Montebourg veut orienter l’assurance vie vers les entreprises françaises


Le ministre de l'Economie Arnaud Montebourg a affirmé sa volonté de voir l'assurance vie être investie davantage dans le capital des grands groupes français. Quitte à contraindre les assureurs à aller dans ce sens.    

Montebourg en commission des affaires économiques

L’assurance vie n’est pas assez investie dans les entreprises françaises.

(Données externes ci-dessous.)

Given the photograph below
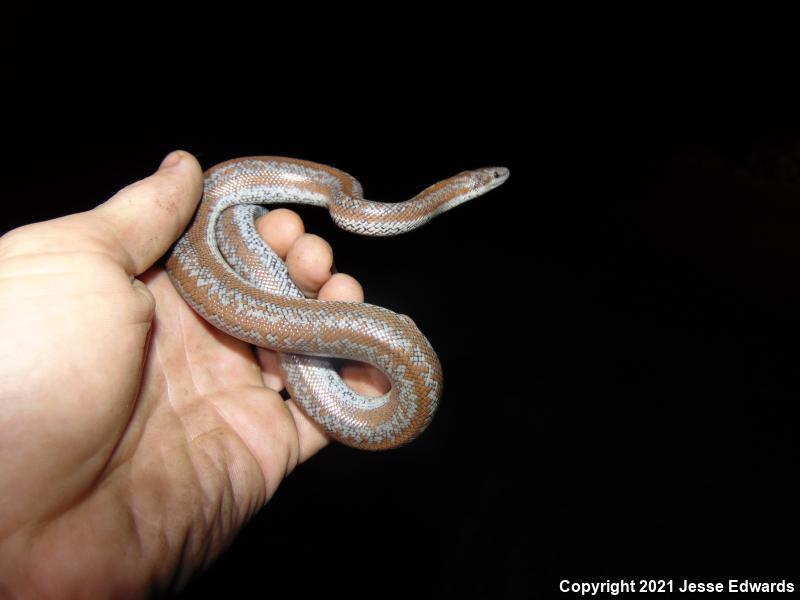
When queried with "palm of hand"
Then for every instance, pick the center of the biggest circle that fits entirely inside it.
(136, 439)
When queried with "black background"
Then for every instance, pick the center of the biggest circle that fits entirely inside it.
(617, 323)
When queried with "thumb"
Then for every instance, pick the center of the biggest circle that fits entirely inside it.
(148, 216)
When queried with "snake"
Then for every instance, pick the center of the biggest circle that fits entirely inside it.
(232, 278)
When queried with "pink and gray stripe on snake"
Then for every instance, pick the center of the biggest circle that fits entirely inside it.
(225, 271)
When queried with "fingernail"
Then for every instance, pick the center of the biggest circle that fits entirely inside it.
(172, 159)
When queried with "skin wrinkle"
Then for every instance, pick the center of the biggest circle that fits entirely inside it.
(204, 269)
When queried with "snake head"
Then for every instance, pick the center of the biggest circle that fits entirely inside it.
(488, 178)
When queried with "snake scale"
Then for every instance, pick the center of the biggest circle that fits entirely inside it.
(224, 270)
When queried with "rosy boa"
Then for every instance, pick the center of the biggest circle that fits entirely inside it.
(234, 280)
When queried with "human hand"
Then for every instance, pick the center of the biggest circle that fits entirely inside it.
(136, 438)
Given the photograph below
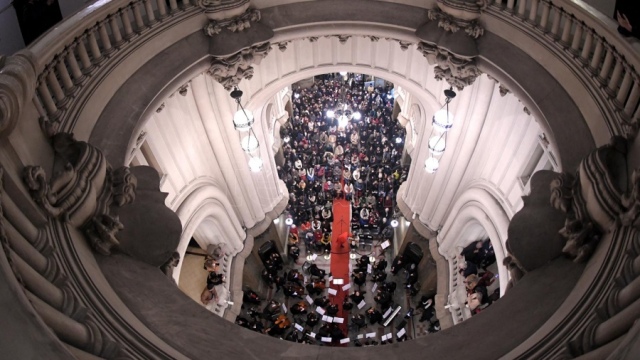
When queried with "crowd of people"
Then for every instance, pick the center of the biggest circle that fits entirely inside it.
(475, 259)
(325, 159)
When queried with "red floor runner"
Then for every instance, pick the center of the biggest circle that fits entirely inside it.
(340, 253)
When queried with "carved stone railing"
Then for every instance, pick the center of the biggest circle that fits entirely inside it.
(73, 54)
(588, 42)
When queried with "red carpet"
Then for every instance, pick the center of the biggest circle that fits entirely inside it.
(340, 253)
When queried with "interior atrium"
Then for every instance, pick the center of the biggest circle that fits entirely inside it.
(304, 179)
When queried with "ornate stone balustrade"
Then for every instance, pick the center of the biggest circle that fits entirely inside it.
(590, 44)
(74, 53)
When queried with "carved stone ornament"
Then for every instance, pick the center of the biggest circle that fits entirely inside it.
(82, 189)
(602, 179)
(230, 70)
(17, 87)
(453, 24)
(457, 71)
(236, 24)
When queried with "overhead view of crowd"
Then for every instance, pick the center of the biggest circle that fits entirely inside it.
(475, 259)
(326, 157)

C’est ce qu’a pointé le ministre de l’Economie Arnaud Montebourg dans le cadre d’une audition sur l’affaire Alstom devant la commission des Affaires économiques de l’Assemblée nationale le 20 mai 2014.

 

Le ministre a observé que la part des investisseurs français dans le capital des entreprises du CAC40 « n’était pas suffisante pour les protéger. Mais nous avons une épargne nationale extraordinaire, 1.300 milliards d’euros [1.484,2 milliards à fin mars 2014, NDLR] qui sont dans l’assurance vie, qui de surcroît jouit d’une bonification fiscale », a-t-poursuivi.

 

Arnaud Montebourg souhaite avant tout que les sociétés françaises cotées reviennent dans le giron tricolore. A la fin 2012, leur capital était détenu à plus de 46% par des investisseurs étrangers. Pour ce faire, il veut orienter davantage l’épargne de l’assurance vie vers le capital de grands groupes français plutôt que vers des fonds souverains. Les actions ne représentaient qu’environ 17% des placements des compagnies d’assurance, contre près de 40% pour les fonds souverains en juin 2013, selon les statistiques de la Banque de France.

 

Les assureurs contraints d’obtempérer ?

Pour arriver à ses fins, Arnaud Montebourg n’hésiterait pas à forcer la main aux assureurs. « Nous n’avons jamais encore à ce jour décidé d’augmenter le degré de contrainte sur les compagnies d’assurance pour qu’elles décident d’investir dans des proportions plus importantes dans les grandes entreprises de notre pays. Nous le pourrions », a indiqué le locataire de Bercy.

 

Le ministre de l’Economie s’est également interrogé sur le faible recours aux fonds de pension. Une question qu’il a l’intention de poser au président de la fédération française des sociétés d’assurance, Bernard Spitz le jeudi 22 mai : « Cette question, on va la poser aux assurances, aux fonds de retraites mutualistes en leur disant que nous avons besoin que cet argent, des milliards, des centaines de milliards, s’investisse dans nos entreprises », a-t-il avancé. Le rendez-vous est pris.